At Least 22 Dead After Tennessee Flash Flooding, Authorities Still Searching for Missing People
The rainfall in the state broke a record.
At least 22 people were killed during Tennessee flash floods Saturday, and on Sunday rescue workers were still searching to locate dozens of missing people, according to authorities.
The flooding took out roads, telephone lines and cell phone towers, making it hard for families to get in touch with loved ones, CBS News reported. Authorities were reportedly going door-to-door to check on people’s welfare.
Humphreys County Sheriff Chris Davis said most of the missing are in an area where the floodwaters rose the most rapidly, CBS News reported.
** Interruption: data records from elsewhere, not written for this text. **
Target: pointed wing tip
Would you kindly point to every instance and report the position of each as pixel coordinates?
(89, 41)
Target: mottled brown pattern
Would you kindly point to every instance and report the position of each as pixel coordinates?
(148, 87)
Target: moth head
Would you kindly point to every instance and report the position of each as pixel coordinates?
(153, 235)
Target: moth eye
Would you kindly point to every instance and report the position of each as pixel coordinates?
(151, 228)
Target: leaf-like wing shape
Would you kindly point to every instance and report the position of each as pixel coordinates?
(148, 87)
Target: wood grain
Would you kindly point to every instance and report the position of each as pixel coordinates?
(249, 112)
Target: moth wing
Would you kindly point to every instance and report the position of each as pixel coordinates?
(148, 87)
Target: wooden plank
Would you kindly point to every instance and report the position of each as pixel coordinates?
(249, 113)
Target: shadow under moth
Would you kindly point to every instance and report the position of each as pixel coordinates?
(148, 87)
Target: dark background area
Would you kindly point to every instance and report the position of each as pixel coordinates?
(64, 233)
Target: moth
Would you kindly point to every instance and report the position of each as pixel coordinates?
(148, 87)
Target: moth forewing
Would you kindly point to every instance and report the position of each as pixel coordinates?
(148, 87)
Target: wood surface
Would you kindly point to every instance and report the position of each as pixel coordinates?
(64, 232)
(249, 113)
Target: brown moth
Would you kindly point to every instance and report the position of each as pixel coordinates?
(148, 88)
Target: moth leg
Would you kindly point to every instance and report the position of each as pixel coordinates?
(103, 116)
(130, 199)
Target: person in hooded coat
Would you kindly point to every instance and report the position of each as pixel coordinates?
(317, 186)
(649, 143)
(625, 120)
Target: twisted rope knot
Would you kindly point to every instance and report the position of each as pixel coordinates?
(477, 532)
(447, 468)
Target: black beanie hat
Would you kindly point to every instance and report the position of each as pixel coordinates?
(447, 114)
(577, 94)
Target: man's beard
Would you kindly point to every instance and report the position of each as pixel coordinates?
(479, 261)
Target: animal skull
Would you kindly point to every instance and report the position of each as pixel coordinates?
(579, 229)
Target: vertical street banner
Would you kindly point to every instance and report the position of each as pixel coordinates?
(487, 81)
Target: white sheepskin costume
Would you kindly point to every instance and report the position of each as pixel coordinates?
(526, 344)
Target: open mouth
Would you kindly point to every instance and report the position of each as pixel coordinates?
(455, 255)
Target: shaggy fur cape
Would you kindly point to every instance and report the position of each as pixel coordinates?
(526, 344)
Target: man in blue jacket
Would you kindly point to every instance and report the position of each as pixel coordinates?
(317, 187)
“I would expect, given the number of fatalities, that we’re going to see mostly recovery efforts at this point rather than rescue efforts,” Tennessee Emergency Management Director Patrick Sheehan said.
Up to 17 inches of rain fell in the county in less than 24 hours, according to the National Weather Service. It broke the one-day rainfall record in the state.
As of Sunday, the floodwaters had cleared but the devastation left was more than apparent. Homes, businesses and cars were all left demolished. Now, the search for people who are still missing is on.
Among those who died were a pair of twin toddlers that were swept away from their father’s arms, according to CNBC. Loretta Lynn’s ranch foreman, Wayne Spears, also died in the flooding.
"There are no words at the ranch today...only tears. Our ranch family is our family," Lynn wrote on Facebook.
Tennessee Gov. Bill Lee called the aftermath of the storm a “devastating picture of loss and heartache,” after visiting the area.
The Humphrey County Sheriff Office Facebook page is full of people searching for their missing loved ones and trying to get information.
“We have power outages all over the area," said Rob Edwards, chief deputy with the Humphreys County Sheriff's Office. ”Complicating issues is the loss of all cell phone coverage from the major carriers. They are bringing in portable units to assist with communications. We have lost a lot of roads both rural and major highways. In my 28 years, it's the worst I've ever seen it."